# Kimmo Berg

## Roima Intelligence

## Minimum Equilibrium Payoffs in Repeated Games

The computation of repeated game equilibria requires that the minimum equilibrium payoffs are known. These payoffs provide the credible threats, i.e., the values that the players receive if they deviate from the equilibrium strategies. In many games, the minimum payoffs are easy to find but they can be complicated in some games. Berg "Extremal pure strategies and monotonicity in repeated games" proposes a simple modification of Berg and Kitti (2013) algorithm to find the minimum payoffs and constructs a game where a path is no longer equilibrium when the players become more patient. This is a big result as intuition tells that the set of equilibria should be monotone in the players' discount factors. This finding relies on the fact that the punishment payoffs may increase when the players become more patient. This means that the threats may get weaker and this may change the players' incentives. The intuitive result is, however, obtained since it is proven that the set of equilibria is monotone if the punishment payoffs do not increase, which gives a sufficient condition for the monotonicity.
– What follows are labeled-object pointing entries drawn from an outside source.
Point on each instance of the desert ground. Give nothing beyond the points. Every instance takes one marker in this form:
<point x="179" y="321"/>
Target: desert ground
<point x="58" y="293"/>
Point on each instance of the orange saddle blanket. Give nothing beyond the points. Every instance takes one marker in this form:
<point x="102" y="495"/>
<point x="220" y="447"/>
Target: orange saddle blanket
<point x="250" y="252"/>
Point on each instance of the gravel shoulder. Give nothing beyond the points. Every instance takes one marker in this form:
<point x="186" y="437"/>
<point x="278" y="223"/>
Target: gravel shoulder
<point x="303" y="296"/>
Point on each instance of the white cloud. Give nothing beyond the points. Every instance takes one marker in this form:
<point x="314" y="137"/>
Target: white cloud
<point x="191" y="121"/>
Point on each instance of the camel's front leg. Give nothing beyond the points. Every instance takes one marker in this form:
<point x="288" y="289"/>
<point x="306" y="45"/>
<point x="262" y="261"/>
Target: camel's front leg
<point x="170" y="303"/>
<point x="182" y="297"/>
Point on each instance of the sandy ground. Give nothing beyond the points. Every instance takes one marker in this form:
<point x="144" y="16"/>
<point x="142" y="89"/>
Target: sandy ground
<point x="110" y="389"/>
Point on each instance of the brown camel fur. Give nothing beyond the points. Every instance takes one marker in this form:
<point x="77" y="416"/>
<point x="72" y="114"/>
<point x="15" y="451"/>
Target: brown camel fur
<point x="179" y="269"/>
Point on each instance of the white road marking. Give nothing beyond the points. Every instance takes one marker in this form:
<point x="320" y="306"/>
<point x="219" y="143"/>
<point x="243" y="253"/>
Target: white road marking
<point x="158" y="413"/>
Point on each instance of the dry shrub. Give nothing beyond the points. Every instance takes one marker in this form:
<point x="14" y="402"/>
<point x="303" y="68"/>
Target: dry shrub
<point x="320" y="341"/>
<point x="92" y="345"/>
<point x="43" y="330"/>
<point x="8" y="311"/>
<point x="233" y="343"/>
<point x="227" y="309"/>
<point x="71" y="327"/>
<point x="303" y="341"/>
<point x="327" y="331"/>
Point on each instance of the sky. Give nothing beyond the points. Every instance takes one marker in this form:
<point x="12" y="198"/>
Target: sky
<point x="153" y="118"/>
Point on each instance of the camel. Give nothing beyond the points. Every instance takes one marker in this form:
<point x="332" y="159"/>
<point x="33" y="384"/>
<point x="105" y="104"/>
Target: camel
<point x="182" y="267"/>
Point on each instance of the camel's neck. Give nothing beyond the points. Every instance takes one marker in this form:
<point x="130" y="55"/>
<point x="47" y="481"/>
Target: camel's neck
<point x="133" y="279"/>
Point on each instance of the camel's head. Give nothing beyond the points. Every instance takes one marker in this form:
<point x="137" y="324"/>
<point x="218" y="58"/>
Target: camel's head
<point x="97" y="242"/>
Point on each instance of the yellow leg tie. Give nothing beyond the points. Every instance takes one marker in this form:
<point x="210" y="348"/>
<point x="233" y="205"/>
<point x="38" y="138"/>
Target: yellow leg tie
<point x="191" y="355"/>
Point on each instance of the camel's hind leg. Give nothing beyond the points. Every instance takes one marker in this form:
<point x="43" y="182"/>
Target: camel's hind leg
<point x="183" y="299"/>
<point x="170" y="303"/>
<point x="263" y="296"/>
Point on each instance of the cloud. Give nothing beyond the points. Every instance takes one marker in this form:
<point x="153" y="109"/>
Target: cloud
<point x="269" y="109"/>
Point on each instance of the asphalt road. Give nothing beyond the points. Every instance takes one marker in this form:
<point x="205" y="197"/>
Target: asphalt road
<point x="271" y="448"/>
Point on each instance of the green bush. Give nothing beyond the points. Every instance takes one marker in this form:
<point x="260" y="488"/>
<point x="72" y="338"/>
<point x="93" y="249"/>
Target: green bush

One of the most interesting applications of repeated games are oligopoly models. The following duopoly game was introduced in Abreu (1988). Two firms decide their output levels: low (L), medium (M) and high (H). The nine action profiles are denoted by the alphabets a-i and the Nash equilibrium is e giving payoffs 7,7.

L | M | H | |

L | 10,10 (a) | 3,15 (b) | 0,7 (c) |

M | 15,3 (d) | 7,7 (e) | -4,5 (f) |

H | 7,0 (g) | 5,-4 (h) | -15,-15(i) |

In Berg "Extremal pure strategies and monotonicity in repeated games", the minimum payoffs are computed for different discount factors (see the figure below). We can observe that the punishment payoffs are not monotone when the common discount factor is between 0.29 and 0.31. We can also see that the Nash equilibrium is the only solution when the players are impatient and the minimum payoff falls close to the minimax payoff of 0 when the players become more patient. When d>0.53, it is possible to play c infinitely and the minimum payoff is exactly 0 for these discount factor values. We can also observe that the punishment paths may be really long.

Berg and Kärki "An algorithm for finding the minimum pure-strategy payoffs in repeated games" presents an improved algorithm that is based on the idea of branch-and-bound. The new algorithm can find the minimum payoffs for general games with all values of discount factors. The earlier algorithm could only solve games where the set of equilibria was small, i.e., when the discount factors were small enough. The following figures show the minimum payoff of player 1 as a function of both players discount factors d1 and d2. With the new method, it is also possible to compute the Pareto efficient solution and the right figure shows the maximum payoff of player 1 in the duopoly game. We can see that the maximum payoffs depend on both players minimum payoffs. When the minimum payoffs are low, it is possible to get solutions with high payoffs.